Optional assuming std::string's default constructor is a dummy value:
3.3ns/iteration, 2.1% branch misses, 11% cycles idle, 2.32 IPC.
Note it executed more instructions, but instructions are cheap compared
to branches, so the increased IPC compensated.
This change won't double your program's performance. It's a small
change intended to shave a few branches from the binary. I expect
anyone working with business code will agree that branches are the bane
of performance.
Raw data: first std, then mine.
Performance counter stats for './optional-dummy':
42,368.58 msec task-clock # 1.000 CPUs utilized
477 context-switches # 11.258 /sec
49 cpu-migrations # 1.157 /sec
423 page-faults # 9.984 /sec
314,441,962,886 instructions # 1.56 insn per cycle
# 0.11 stalled cycles per insn
202,073,359,408 cycles # 4.769 GHz
35,633,149,897 stalled-cycles-frontend # 17.63% frontend cycles idle
94,770,734,694 branches # 2.237 G/sec
4,347,401,750 branch-misses # 4.59% of all branches
42.377120812 seconds time elapsed
42.175060000 seconds user
0.002988000 seconds sys
Performance counter stats for './optional-dummy a':
32,803.96 msec task-clock # 1.000 CPUs utilized
284 context-switches # 8.657 /sec
37 cpu-migrations # 1.128 /sec
419 page-faults # 12.773 /sec
360,082,292,647 instructions # 2.32 insn per cycle
# 0.05 stalled cycles per insn
155,116,568,268 cycles # 4.729 GHz
16,296,909,094 stalled-cycles-frontend # 10.51% frontend cycles idle
89,856,063,602 branches # 2.739 G/sec
1,865,582,453 branch-misses # 2.08% of all branches
32.809259346 seconds time elapsed
32.659071000 seconds user
0.001994000 seconds sys
PS. I'm proposing to change std::optional (so it won't be harder to
use).
[1] https://gist.github.com/avikivity/b22aba5684edd09a5842df18b1954870
On Sat, 2025-06-07 at 20:44 +0200, Robin Savonen Söderholm via Std-
Proposals wrote:
> You can easily implement your own version of optional that does
> exactly that (it would even be a simpler class to implement, although
> not to use). The question then is why? If you somehow think that you
> would gain performance out of it, then my suggestion is: implement
> this type of optional and show both a benchmark where it makes a
> significant difference and tell us the use case where this
> performance gain can be leveraged.
>
> My 2 c.
>
> P.S. you may already "pay" for a branch in the case of std::string
> and the like due to SSO, I'm sure the compiler can do something smart
> with the extra branch in optional for both move and destruction.
> D.S
>
> // Robin
>
> On Sat, Jun 7, 2025, 19:48 Avi Kivity via Std-Proposals
> <std-proposals_at_[hidden]> wrote:
> > On Sat, 2025-06-07 at 19:15 +0200, Jan Schultke wrote:
> > > > Why wouldn't it work with fundamental types?

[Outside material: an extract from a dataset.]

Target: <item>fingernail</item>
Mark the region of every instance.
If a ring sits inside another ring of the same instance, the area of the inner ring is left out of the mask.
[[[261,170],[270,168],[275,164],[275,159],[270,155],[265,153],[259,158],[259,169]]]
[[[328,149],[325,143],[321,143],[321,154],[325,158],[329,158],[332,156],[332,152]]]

> > > > I explicitly marked them as supporting the protocol. Maybe I
> > did a
> > > > bad job of explaining myself.
> > >
> > > Because every possible value of type int is not an empty
> > > std::optional
> > > when you put it into std::optional already. You cannot define
> > int(-1)
> > > to be an empty std::optional after the fact, so you're stuck with
> > > effectively storing an extra bool.
> > >
> > > This behavior can obviously not be changed at this point.
> >
> >
> > But that is not my proposal. std::optional keeps its bool flag. The
> > difference is in how the special member functions are generated:
> >
> >
> > std::optional<T>::~optional() {
> > if constexpr (uses the dummy protocol) {
> > _value->~T();
> > } else {
> > if (_engaged) {
> > _value->~T();
> > }
> > }
> > }
> >
> > We avoided a conditional. For fundamental types, we didn't win
> > anything, but (say) the move constructor becomes simpler:
> >
> >
> > std::optional<T>::optional(optional&& o) {
> > // omitting exception safety
> > if constexpr (uses the dummy protocol) {
> > _engaged = std::exchange(o._engaged, false);
> > _value = std::move(o._value);
> > } else {
> > _engaged = std::exchange(o._engaged, false);
> > if (_engaged) {
> > // Can be replaced with std::relocate_at()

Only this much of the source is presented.